Late-breaking data presented at 9th ESWI
Influenza Conference in Valencia
Arcturus Therapeutics Holdings Inc. (the “Company”, “Arcturus”,
Nasdaq: ARCT), a global late-stage clinical messenger RNA medicines
company focused on the development of infectious disease vaccines
and opportunities within liver and respiratory rare diseases, today
announced the results of a phase 1/2 study showing that a booster
dose of a novel, self-amplifying messenger RNA (sa-mRNA) vaccine
against COVID-19 induces a robust, broadly cross-reactive, and
durable immune response in adults that remains elevated through 12
months after vaccination. Three sa-mRNA vaccines were used in the
study, which was presented as a poster at the European Scientific
Working Group on Influenza's 9th ESWI Influenza Conference in
Valencia, Spain.
Messenger RNA (mRNA) vaccine technology protects against
infectious diseases by instructing cells in the body to make a
specific protein, stimulating the immune response, and leaving a
blueprint to recognize and fight future infection. However, sa-mRNA
also provides the body with instruction to make copies of the mRNA,
amplifying the amount of protein made. This advanced technology has
shown the potential to offer longer duration of immune response at
considerably lower doses compared to conventional mRNA
vaccines.
“Current mRNA technologies provide effective initial
immunogenicity against COVID-19, but the results of this study show
that our sa-mRNA vaccine platform can offer improvements in
duration and breadth of protection against new and emerging
variants,” said Igor Smolenov, Chief Development Officer, Arcturus.
“We are proud of the role Arcturus has played, collaborating with
CSL, in advancing sa-mRNA vaccine development.”
CSL’s vaccine business, CSL Seqirus, is Arcturus’ global
exclusive partner for the development of novel mRNA vaccines
against SARS-CoV-2 (COVID-19), influenza and pandemic preparedness.
CSL has a dynamic portfolio of lifesaving medicines, including
those that treat hemophilia, hereditary angioedema (HAE) and immune
deficiencies, vaccines to prevent influenza, and therapies in iron
deficiency and nephrology.
“We are encouraged by the findings of the study, indicating the
sa-mRNA platform’s potential to solve the challenge of mRNA vaccine
waning immunity over time, and thereby provide prolonged protection
at lower doses,” said Esther Heijnen, M.D., Vice President,
Clinical Development, Vaccines Innovation Unit, CSL. “Our
collaboration with Arcturus on advanced mRNA vaccines is another
example of CSL’s relentless pursuit of disruptive innovation when
public health and patients can benefit.”
Study Design and Results
For this phase 1/2 randomized, observer-blind study conducted in
the US and Singapore, 36 adults previously immunized with approved
COVID-19 mRNA vaccines as a primary series were recruited.
Participants were randomized 1:1:1 to receive one booster dose on
Day 1 of either the ARCT-021, ARCT-154, or ARCT-165 vaccines, all
of which encode the SARS-CoV-2 full-length S glycoprotein of,
respectively, the ancestral strain in native conformation, a
prefusion-stabilized B.1 variant including the D614G mutation, or
the Beta variant.

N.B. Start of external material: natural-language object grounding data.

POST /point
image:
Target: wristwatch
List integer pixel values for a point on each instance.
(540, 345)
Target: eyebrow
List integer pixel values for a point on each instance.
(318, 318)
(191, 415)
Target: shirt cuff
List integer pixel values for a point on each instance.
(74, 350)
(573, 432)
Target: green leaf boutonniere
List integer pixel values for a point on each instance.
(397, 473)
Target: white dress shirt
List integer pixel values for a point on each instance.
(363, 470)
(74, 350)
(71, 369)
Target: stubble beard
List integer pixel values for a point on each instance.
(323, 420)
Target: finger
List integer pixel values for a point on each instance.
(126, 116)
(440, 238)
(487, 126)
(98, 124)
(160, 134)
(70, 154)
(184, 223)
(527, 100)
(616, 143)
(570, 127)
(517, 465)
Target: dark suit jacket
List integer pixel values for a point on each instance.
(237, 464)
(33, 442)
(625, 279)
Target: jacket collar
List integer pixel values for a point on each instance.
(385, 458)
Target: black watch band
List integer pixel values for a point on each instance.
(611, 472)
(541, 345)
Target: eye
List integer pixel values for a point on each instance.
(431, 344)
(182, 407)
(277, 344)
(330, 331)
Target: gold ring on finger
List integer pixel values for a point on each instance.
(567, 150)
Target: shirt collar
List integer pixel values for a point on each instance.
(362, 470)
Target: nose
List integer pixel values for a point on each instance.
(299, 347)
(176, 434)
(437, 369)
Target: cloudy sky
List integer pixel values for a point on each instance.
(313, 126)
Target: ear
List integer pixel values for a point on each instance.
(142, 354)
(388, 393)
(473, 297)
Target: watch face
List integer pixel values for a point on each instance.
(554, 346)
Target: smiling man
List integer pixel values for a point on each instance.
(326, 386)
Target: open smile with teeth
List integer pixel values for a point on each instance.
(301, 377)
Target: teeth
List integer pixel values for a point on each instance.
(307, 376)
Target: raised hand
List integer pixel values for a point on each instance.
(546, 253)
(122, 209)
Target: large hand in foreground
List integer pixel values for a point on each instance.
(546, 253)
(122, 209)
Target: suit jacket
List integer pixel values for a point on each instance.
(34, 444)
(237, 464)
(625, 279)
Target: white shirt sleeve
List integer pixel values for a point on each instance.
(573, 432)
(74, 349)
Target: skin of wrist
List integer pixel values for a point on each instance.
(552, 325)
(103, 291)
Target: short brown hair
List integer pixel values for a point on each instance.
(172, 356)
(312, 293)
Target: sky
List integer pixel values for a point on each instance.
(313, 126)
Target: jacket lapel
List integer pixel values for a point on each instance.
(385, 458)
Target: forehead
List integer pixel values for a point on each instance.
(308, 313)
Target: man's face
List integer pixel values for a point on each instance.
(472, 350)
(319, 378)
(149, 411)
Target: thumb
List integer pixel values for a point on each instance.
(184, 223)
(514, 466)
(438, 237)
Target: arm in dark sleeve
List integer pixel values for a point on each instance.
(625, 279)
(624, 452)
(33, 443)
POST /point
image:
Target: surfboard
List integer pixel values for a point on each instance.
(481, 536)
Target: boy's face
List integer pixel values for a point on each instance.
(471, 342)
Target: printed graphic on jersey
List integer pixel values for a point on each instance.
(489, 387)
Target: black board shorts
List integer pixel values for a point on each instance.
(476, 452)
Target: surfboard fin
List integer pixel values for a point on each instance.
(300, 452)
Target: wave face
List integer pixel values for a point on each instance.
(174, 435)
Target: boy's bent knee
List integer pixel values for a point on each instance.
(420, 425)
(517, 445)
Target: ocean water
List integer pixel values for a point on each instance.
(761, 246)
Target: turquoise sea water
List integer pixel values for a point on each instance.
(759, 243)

Immunogenicity was assessed as neutralizing
antibody titers against the SARS-CoV-2 D614G strain, and a panel of
SARS-CoV-2 variants measured by pseudoviral microneutralization
assay on Days 1, 15, 29, 91, 181, 271, and 366. Solicited adverse
events (AE) were assessed up to 7 days, unsolicited AEs up to 28
days, and serious AEs up to 366 days after vaccination.
All three vaccines induced robust neutralizing immune response
against the D614G variant at Day 29 with geometric mean fold rises
(GMFR) from pre-booster levels of 20.0, 36.7 and 23.5 after
ARCT-021, ARCT-154, and ARCT-165, respectively. ARCT-154, a leading
candidate, induced a broad, cross-neutralizing immune response,
which persisted up to one-year post-booster with no further
boosting. Similar trends were observed for other SARS-CoV-2
variants including Beta, Delta, Omicron BA.1, Omicron BA.2, and
Omicron BA.4/5. Additional exploratory testing confirmed
cross-neutralization against emergent BQ.1.1 and XBB.1.5 Omicron
sub-lineages with GMFRs of 12.8 and 3.4, respectively, at Day 29
post-booster. Adverse events were mild or moderate and resolved
quickly, and rates of related or severe AEs were low.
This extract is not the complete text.